Ясное дело, что в глубине души Ваня презирал бездомную шатию-братию, среди которых иовов, агасферов и диогенов было значительно меньше, чем жадных и подлых подонков, некогда красочно описанных основоположником соцреализма Максимом Горьким, в молодые годы также отдавшим дань бродяжничеству. Однако все правила держатся на исключениях. Был промеж бомжей один типчик, которого Ваня по-настоящему уважал и считал чуть ли не своим духовным отцом.

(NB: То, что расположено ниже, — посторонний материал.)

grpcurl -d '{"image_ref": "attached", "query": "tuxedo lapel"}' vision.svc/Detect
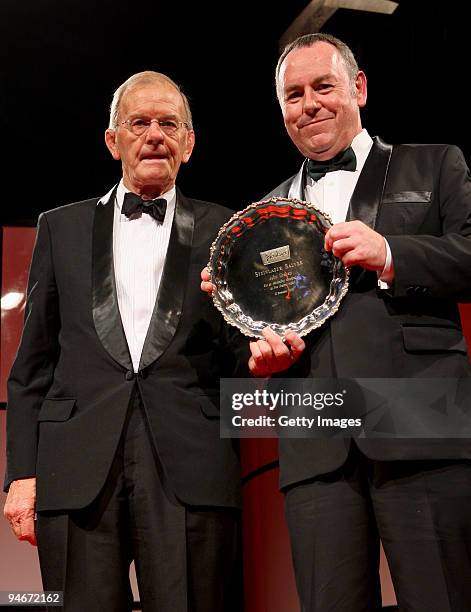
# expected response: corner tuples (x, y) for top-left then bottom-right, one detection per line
(92, 187), (133, 370)
(139, 190), (195, 370)
(347, 136), (392, 287)
(347, 136), (392, 229)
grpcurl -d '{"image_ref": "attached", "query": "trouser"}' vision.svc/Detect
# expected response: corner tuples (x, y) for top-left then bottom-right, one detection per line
(286, 443), (471, 612)
(37, 393), (240, 612)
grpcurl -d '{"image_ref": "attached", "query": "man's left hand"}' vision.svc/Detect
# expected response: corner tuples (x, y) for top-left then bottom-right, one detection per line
(324, 221), (386, 274)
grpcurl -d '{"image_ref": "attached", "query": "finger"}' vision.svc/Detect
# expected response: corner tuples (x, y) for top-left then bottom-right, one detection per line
(332, 237), (355, 257)
(200, 281), (216, 295)
(285, 331), (306, 361)
(18, 518), (37, 546)
(262, 327), (288, 356)
(249, 341), (268, 376)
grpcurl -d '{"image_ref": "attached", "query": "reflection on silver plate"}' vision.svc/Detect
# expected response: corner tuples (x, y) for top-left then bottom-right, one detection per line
(208, 198), (349, 338)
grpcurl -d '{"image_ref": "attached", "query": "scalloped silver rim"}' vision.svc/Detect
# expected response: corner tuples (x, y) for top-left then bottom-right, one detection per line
(207, 197), (350, 338)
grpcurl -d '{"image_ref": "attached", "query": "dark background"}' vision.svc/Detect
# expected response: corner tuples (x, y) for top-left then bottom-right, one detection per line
(0, 0), (471, 223)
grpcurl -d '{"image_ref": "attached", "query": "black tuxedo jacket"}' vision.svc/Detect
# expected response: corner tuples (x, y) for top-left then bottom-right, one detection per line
(5, 189), (243, 510)
(264, 138), (471, 487)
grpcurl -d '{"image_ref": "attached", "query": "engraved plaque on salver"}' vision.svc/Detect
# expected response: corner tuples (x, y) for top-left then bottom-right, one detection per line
(208, 197), (349, 338)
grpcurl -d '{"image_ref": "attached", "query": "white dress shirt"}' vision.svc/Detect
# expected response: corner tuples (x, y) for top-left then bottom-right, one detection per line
(288, 130), (394, 289)
(113, 180), (176, 372)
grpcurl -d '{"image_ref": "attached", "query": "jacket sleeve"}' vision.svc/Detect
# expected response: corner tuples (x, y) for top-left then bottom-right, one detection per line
(4, 214), (60, 490)
(386, 146), (471, 301)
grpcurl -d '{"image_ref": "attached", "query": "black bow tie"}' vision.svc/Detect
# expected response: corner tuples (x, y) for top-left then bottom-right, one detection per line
(307, 147), (357, 181)
(121, 192), (167, 223)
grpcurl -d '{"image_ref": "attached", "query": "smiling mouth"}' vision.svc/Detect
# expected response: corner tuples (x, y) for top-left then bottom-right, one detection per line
(141, 155), (167, 161)
(298, 117), (331, 130)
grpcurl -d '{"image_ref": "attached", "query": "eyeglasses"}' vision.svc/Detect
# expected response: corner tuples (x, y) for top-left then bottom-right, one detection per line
(119, 117), (190, 137)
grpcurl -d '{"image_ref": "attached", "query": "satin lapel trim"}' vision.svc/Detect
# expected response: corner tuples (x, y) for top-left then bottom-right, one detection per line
(92, 187), (133, 370)
(139, 190), (195, 370)
(347, 136), (392, 229)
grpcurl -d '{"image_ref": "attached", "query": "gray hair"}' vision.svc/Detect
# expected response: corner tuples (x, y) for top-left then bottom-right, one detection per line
(275, 32), (358, 104)
(109, 70), (193, 130)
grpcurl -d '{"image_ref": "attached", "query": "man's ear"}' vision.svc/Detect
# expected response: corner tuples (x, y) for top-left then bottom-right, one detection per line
(182, 130), (195, 164)
(105, 128), (121, 159)
(355, 70), (367, 108)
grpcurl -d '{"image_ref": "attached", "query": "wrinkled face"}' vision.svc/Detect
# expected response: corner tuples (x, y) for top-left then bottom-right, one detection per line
(105, 81), (195, 197)
(279, 41), (366, 161)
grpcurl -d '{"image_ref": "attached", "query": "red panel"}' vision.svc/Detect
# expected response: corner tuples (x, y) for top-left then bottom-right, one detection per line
(240, 438), (278, 478)
(0, 227), (36, 402)
(243, 466), (299, 612)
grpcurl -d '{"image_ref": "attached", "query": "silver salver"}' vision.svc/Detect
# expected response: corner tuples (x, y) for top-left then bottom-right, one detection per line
(208, 197), (349, 338)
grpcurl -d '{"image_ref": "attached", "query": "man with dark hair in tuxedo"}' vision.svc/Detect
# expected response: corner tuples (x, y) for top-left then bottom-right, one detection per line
(5, 71), (240, 612)
(202, 33), (471, 612)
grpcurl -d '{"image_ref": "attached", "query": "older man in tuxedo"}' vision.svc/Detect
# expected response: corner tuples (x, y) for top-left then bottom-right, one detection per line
(5, 72), (243, 612)
(203, 34), (471, 612)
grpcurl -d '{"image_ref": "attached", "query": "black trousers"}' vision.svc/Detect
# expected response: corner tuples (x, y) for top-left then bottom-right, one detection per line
(286, 443), (471, 612)
(37, 393), (241, 612)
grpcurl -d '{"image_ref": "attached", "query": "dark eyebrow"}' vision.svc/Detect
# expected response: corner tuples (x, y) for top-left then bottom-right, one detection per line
(284, 72), (335, 95)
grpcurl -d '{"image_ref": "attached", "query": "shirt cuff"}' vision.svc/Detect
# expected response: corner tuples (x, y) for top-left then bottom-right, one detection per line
(378, 236), (394, 289)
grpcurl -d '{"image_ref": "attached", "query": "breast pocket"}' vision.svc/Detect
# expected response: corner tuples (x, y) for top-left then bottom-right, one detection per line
(402, 325), (466, 354)
(377, 191), (432, 234)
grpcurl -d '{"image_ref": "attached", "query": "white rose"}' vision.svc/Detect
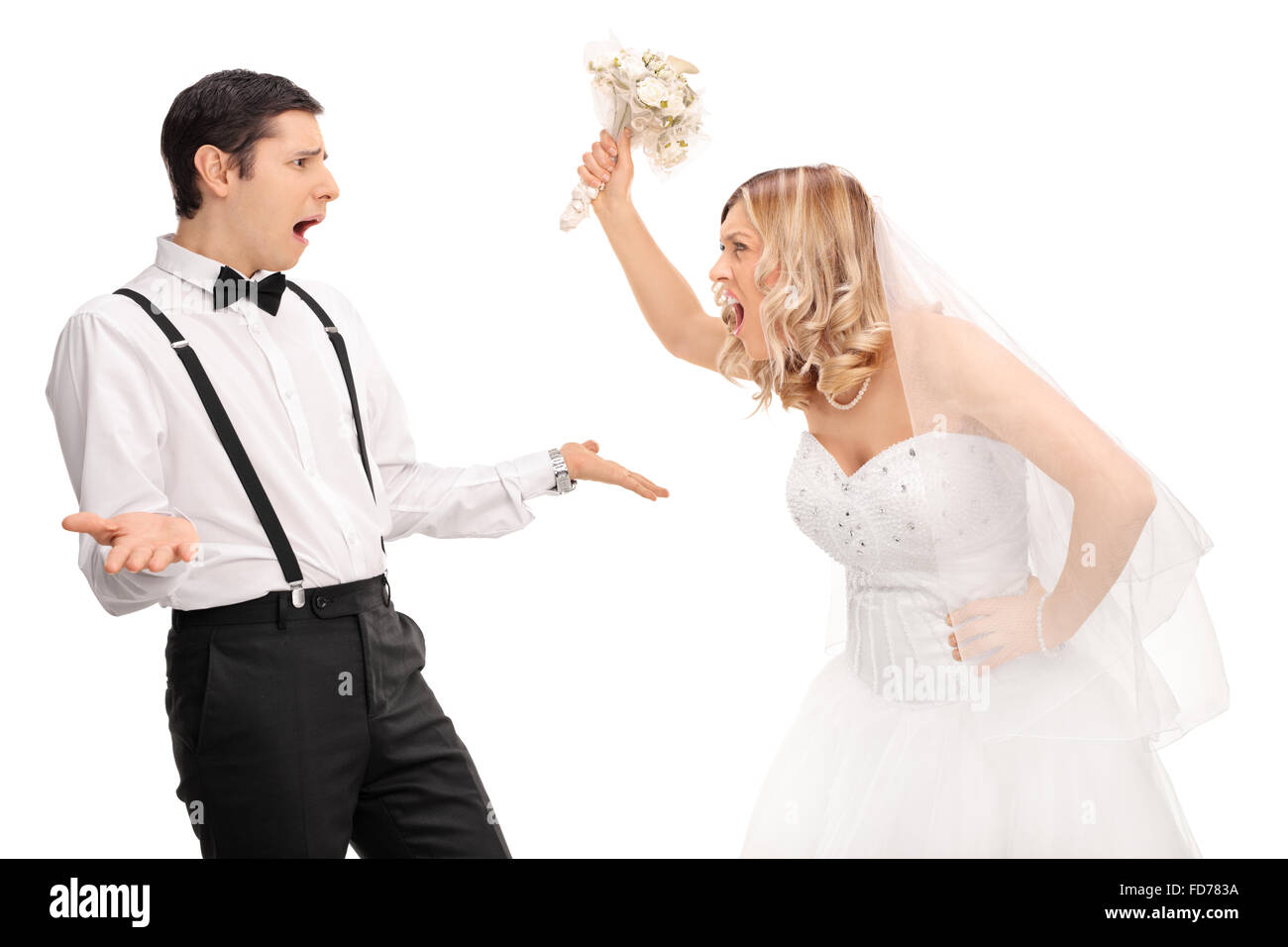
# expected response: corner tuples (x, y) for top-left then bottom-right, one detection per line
(635, 76), (670, 108)
(617, 53), (653, 80)
(662, 86), (687, 115)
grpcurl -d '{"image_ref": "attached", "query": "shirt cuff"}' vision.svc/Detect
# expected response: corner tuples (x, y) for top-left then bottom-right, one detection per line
(514, 451), (559, 500)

Звали этого замечательного человека Пахомом Вивиановичем, а за глаза – Павианычем. Осознанно избрав свой удел ещё в те времена, когда бродяг и попрошаек приравнивали к врагам народа и высылали в места, где люди искривлялись, истреблялись, испарялись, но уж ни в коем случае не исправлялись – ныне он по праву считался патриархом российских люмпенов.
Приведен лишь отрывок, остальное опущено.